In the case of community,
though, he's muddying his terminology, because he really means perspectives.
...Which is similar to
my next gripe with him:
I think he's using "multiple
Is" to refer to what otherwise could be called "voices"
or "characters". Lon Cheney Sr. "The Man with
a Thousand Faces" was not a case of "multiple Is": those
were characters; it was still clear when T.S. Eliot first titled
"The Waste Land" as "He Do The Police in Many Voices".
Multiple Is is actually
a pathological condition: Multiple Personality, or its lesser version
Disassociation Syndrome. And while I'd agree that the incidence of Disassociation
Syndrome has become tremendously on the rise in America, that's not
what Glazier is talking about.
My third disagreement is
that he's talking about "I" as a starting point of
communication (despite the scientist whom he quotes about our receptivity
and passivity to perceptual stimuli): "I'm the one talking now
and this is what I have to say---".
The "I" remains
intact, though, as a reception point. Glazier, as "receptor"

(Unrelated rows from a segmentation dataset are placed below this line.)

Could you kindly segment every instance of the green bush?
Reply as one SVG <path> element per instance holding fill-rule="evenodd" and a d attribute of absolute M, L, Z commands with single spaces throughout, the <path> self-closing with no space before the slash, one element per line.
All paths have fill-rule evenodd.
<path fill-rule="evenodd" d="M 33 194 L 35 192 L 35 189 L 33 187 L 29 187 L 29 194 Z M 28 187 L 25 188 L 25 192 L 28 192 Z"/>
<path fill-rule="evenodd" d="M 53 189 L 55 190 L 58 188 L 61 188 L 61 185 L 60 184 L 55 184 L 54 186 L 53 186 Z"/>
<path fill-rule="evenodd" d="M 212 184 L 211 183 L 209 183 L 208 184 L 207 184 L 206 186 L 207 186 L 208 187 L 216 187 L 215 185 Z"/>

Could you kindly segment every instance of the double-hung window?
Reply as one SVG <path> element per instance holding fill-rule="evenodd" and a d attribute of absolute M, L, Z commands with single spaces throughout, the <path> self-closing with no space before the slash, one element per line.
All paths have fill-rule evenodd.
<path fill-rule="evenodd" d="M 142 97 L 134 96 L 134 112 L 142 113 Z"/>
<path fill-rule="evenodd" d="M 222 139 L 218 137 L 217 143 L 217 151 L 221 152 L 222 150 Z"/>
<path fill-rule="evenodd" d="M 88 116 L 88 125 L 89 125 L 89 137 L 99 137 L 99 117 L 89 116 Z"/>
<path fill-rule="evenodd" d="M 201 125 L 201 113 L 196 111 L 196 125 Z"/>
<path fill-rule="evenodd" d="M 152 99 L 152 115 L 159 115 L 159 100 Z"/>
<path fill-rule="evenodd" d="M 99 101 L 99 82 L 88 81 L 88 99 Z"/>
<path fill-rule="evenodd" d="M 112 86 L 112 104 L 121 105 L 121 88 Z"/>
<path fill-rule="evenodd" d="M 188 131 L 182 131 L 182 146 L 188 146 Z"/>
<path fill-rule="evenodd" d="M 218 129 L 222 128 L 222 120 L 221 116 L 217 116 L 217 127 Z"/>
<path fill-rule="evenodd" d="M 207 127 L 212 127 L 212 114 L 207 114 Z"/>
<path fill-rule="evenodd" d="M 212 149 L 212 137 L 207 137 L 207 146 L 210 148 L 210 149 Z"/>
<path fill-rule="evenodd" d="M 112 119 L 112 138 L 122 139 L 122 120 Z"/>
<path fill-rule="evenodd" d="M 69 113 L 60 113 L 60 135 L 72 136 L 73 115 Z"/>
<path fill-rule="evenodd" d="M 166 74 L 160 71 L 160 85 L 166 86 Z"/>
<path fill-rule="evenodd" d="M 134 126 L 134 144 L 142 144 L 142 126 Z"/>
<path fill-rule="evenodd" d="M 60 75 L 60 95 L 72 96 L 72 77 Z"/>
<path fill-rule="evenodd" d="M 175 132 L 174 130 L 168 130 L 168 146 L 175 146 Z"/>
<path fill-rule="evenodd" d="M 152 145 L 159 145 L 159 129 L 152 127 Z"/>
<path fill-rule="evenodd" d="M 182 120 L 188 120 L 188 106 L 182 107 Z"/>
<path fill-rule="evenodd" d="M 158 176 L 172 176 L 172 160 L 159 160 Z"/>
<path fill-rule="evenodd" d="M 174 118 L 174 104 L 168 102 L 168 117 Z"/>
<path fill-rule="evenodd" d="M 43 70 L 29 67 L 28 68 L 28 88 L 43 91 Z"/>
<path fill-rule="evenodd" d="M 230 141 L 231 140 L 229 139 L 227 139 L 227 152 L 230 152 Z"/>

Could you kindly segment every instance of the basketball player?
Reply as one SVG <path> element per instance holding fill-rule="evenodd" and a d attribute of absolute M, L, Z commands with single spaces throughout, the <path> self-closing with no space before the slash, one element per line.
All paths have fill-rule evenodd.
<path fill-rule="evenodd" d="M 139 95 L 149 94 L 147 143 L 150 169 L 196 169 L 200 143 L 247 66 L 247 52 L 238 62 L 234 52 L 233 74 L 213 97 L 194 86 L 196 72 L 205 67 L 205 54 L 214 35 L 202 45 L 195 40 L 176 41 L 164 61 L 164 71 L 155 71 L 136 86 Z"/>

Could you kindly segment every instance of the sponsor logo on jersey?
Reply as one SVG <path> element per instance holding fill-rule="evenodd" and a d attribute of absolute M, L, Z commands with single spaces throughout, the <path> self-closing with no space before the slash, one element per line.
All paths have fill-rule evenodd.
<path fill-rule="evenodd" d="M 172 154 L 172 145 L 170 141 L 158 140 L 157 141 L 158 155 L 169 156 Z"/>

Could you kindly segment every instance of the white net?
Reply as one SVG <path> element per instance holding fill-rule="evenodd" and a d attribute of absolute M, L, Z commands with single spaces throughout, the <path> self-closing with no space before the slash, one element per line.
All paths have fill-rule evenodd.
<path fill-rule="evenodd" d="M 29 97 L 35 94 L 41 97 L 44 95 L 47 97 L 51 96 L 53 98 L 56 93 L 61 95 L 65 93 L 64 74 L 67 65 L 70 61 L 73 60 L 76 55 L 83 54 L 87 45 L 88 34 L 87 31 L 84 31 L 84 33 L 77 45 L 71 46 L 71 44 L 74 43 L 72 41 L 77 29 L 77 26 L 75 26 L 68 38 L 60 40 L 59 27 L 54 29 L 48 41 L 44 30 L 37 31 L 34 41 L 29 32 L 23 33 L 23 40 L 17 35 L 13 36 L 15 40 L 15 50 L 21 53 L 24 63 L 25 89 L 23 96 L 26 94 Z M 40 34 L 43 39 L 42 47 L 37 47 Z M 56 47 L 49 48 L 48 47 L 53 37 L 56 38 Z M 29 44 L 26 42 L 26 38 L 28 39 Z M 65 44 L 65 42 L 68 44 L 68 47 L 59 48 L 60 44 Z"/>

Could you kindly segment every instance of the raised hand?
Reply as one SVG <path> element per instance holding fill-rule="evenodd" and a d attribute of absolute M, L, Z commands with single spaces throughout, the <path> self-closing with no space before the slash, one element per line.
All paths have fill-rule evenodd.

or reader of different poetries, will consistently class some as innovative
and some as non-innovative. That's because he is single-I'ed, as a reception
The singularity of "I"
is absolutely necessary as the target or end point of a communication,
even if the "I" of the sender were debateable.
And my last and fourth
disagreement is about the internal/external function of "I"
or ego. (Now I'll switch to calling "I" ego.) Ego is a mediation
between id and super-ego, that is, between sprawling polymorphous perverse
desire and the controlling authorities (including fate and necessity)
that interfere with the gratification of that id. Without an "I",
the personality just rocks back and forth between impulsive craving
and fantasy, and neutralizing agencies of authority that deny those
impulses. "I" is a mechanism that learns to compromise between
fantasy and authority (reality), that learns to delay and to work in
order to fulfill desires.
I don't see where there's
room for Glazierian multiplicity in ego function. Competing egos within
the same person do not help maintain any distance between id and super-ego,
... although, to a certain extent, I could understand and acknowledge
that we possess auxiliary "I"s which, when the disappointment
to one ego-zone becomes too crushingly disappointing and the id is either
threatened with starvation or at risk of rebellion, can be called into
play: "He couldn't marry his mother, so he became a priest devoted
to the Virgin Mary." But there any "I" is serving as
the "I" at the moment it's in operation. It doesn't
matter who the batter is for there to be a baseball game, but
there must be a batter. Likewise, "I".
I guess I do have a fifth
(and maybe "multiple," down the road!) objection.
Despite the loose use of
the word "ego", conversationally, when we mean pride, greed,
or ambition, the risk of our times is not from the "I" or
egomania (the Me Generation is over). The danger of our times is the
transformation of individuals, of people, into statistics, into enumeration.
There are no longer faces in an audience; there's the number of "hits"
for a site. The stock market graph line, of course, epitomizes that
tendency: the labor of hundreds of thousands, the symbolic exchange
that motivates and accrues out of that labor, and the lives of tens
of thousands of finance industry service sector workers who contribute
to building the symbolism that culminates in the Dow Jones average,
are all atomized, smaller than a hundredth of a pixel, and the non-"I"
graph line prevails. (I'm not aiming for simple "anti-capitalism"
by putting it this way. The same is true of any graph representation
of people,--- or even of an individual, when the abstractions are DNA
and chromosomes.) It's not a good time for The Left to abandon the "I".
The "I" has more effectively been jettisoned by the cultures
associated with The Right: the "I"-subordination to an imaginary
Christ in fundamentalism, Super Bowl Sunday, . . .
The age of the masses
needs to hold onto the "I", even where that "I"
has many voices and is versatile and changeable.